When studios “develop in the open,” they create expectations that compound faster than capabilities. Every preview and dev diary adds to the public’s mental model of what they’re getting. The marketing team describes what the game could be. Engineering builds what it actually is. The gap between those two grows with every roadmap update.
No Man’s Sky promised a universe of infinite exploration. Hello Games built something more modest. The gap between promise and delivery wasn’t just a quality problem. It was a coordination problem. Marketing had committed to features that development hadn’t finished, sometimes to features that were never actually planned.
This isn’t unique to games. Enterprise software demos routinely show idealized workflows that don’t match production reality. Roadmaps announce integrations that engineering hasn’t scoped. Sales commits to delivery dates that development hasn’t validated.
The viability question has to include public expectations. If you’ve promised world peace and cancer cures but you’re actually shipping high-resolution water rendering, the product might technically work while the launch still fails. Viability isn’t just about whether the thing functions. It’s about whether it functions for the purpose people think they’re getting.

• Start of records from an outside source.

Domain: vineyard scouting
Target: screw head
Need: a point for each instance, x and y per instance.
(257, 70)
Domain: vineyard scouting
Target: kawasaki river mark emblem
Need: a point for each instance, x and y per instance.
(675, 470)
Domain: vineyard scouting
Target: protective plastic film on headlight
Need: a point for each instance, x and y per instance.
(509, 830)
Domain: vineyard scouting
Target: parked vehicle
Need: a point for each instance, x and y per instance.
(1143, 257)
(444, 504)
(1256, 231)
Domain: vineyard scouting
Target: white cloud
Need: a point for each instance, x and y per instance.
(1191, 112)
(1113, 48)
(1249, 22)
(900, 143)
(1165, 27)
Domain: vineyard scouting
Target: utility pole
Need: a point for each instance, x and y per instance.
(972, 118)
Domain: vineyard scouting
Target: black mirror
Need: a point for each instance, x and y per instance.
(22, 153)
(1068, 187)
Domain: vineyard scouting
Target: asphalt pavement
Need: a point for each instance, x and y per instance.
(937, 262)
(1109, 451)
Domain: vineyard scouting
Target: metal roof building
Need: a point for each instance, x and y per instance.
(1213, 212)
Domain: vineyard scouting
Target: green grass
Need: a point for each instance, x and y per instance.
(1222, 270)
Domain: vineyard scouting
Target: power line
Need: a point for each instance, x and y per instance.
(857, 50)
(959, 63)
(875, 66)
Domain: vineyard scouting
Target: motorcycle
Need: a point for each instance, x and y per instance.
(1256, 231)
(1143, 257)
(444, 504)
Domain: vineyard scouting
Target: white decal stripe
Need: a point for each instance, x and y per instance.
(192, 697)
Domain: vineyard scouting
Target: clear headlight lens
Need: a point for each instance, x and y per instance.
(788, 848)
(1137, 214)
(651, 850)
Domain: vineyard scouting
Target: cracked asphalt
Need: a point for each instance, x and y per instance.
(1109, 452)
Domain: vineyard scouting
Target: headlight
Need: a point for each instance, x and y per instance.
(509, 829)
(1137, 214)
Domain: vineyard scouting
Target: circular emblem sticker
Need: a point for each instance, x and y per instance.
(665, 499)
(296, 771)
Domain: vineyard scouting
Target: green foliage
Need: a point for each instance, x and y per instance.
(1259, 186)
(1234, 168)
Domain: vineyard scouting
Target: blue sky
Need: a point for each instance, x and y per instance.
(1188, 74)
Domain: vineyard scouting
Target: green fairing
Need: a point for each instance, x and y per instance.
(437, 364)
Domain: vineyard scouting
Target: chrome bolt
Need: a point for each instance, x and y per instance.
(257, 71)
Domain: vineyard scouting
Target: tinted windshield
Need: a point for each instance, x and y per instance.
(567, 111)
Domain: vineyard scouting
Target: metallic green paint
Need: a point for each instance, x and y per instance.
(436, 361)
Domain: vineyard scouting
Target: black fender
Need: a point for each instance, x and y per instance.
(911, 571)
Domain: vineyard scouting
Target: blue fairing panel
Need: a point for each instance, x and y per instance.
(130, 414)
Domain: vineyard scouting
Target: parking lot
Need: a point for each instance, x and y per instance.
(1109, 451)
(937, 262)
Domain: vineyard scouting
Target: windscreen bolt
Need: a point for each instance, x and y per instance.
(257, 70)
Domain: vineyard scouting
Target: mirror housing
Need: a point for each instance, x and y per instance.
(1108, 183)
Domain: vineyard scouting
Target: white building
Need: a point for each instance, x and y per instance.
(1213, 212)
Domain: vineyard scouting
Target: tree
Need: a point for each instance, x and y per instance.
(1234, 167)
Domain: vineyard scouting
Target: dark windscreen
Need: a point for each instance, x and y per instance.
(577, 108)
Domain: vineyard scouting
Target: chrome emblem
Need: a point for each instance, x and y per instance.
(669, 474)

The teams that navigate this well keep marketing and engineering in the same room during planning. They announce what’s built, not what’s imagined. They scope public expectations to match development reality, even when that feels less exciting.
Shipping Is a Skill
The uncomfortable truth is that shipping is its own skill, separate from building.
Some teams are excellent at building and terrible at finishing. They can construct elaborate systems, but they can’t draw a line and call it done. Every version feels incomplete because they can see all the things it doesn’t do yet.
Other teams ship constantly but never cohesively. They hit deadlines by cutting scope, but the result feels like a series of disconnected pieces rather than a product.
The skill is holding both constraints simultaneously. Minimum means something ships. Viable means what ships works. Neither constraint cancels the other.
The V is doing all the work in that acronym. It’s the part that separates a useful product from a broken one, and a shipped product from vaporware.
When you find yourself rationalizing why something incomplete should ship, or why something functional shouldn’t, ask whether you’re honoring the V or avoiding it.